To conclude our Year in Review coverage, Youth Advisory Board member Emily Smucker looks back at the top fashion of 2012. Many of the trends we saw this past year are modern updates of past styles and like Emily, we hope many of these fashion trends are still in style in 2013!

Best of 2012: Fashon

Fashions come and go, and the things that get us excited this year may have us laughing in twenty five years. However, we had some stellar fashions in 2012. This is a list of the best fashion trends of the year, trends which are so lovely that I predict that even if they fall out of fashion, you might as well keep the items in your closet because you can be sure they’ll come back in style someday.

Lace

Lace ClothingOf all the trends this year, lace is the one I can get behind 100%. In and of itself, lace is pretty, feminine, and delicate. However, lace can also be edgy when paired with the right things. But most of all, lace is a classic. It has been around for centuries. As such, many of the items we snatch up today can be worn for years and years without looking dated.

Color blocking

Everyone was color blocking this year, and I loved it.

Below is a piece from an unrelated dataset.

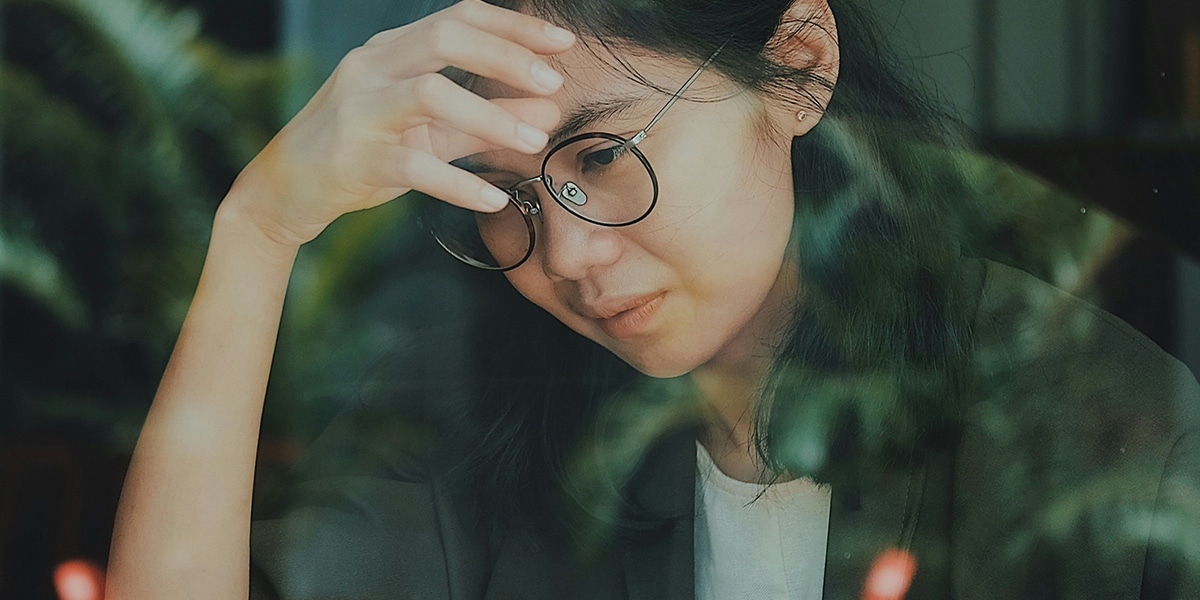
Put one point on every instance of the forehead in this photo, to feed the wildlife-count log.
(604, 84)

I love the creativity, the eye-popping colors, and the way it encourages people to pair things up which they normally wouldn’t pair up, expanding the options in their wardrobe. However, problems do arrive when people start color-blocking colors that look terrible together.

GlitterGlitter Clothes

A year and a half ago, I found a pair of glittery flip-flops at a thrift store, and loved them so much I desperately hoped glitter would come in style so I could stock up on more glittery items. What do you know, it did! This trend is obviously not for everyone, but those who can pull it off should definitely be stocking up. Too much glitter looks cheap, but having one article…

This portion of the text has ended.